I couldn’t disagree more. Yes, the great lakes hold a a great deal of water, but there’s no guarantee that water is always there. I spoke to one of “my” farmers, Kenny Stover, at the last market of the season for Federal Plaza, and he said Lake Michigan is 7″ below its long-term average. Some Google searching today confirms the water level is scarily low.

Seven inches gone. Or sixteen inches.

That’s so much water.

I never thought I’d see the day when sitting in my house with a cup of tea and watching a thunderstorm in Chicago is something I appreciate as much as I did doing the same in New Mexico. Even to me, Chicago has seemed like a place of unending water. The past year has made me realize how wrong I was. There’s a potential end here just as much as there’s a potential end in New Mexico.

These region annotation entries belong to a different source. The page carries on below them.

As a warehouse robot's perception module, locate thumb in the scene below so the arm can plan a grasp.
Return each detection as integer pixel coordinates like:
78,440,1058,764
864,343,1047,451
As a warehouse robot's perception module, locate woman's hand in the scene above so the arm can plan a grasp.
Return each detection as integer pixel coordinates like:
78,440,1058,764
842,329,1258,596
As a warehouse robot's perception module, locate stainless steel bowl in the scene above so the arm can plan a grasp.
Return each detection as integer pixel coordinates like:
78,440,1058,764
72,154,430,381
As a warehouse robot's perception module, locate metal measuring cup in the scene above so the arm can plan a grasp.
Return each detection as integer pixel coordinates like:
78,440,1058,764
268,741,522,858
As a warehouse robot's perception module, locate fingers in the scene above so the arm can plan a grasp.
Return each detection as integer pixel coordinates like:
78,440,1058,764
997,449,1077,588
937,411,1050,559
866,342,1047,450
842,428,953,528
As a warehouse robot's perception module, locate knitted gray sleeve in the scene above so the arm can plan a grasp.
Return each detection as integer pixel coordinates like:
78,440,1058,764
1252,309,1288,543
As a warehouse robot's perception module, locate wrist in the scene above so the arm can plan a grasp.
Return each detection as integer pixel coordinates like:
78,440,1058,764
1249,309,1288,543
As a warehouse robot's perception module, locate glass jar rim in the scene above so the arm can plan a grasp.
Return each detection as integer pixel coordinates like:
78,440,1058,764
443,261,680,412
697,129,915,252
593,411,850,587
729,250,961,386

So, I think I’ll keep being thankful for the rain. And the upcoming snow. I think I’ll keep hoping for a bit more snow than average. Kenny says average by him, up in Michigan, is 80″ of snow, and it’d take 100″ to get his aquifers and such back up to average levels. I’ll hope for that. Maybe more.

And I won’t think about how weird it is for a Chicagoan to hope for a ton of snow. Or maybe I’ll remind myself that maybe a Chicagoan doesn’t hope for a ton of snow, but a New Mexican always does.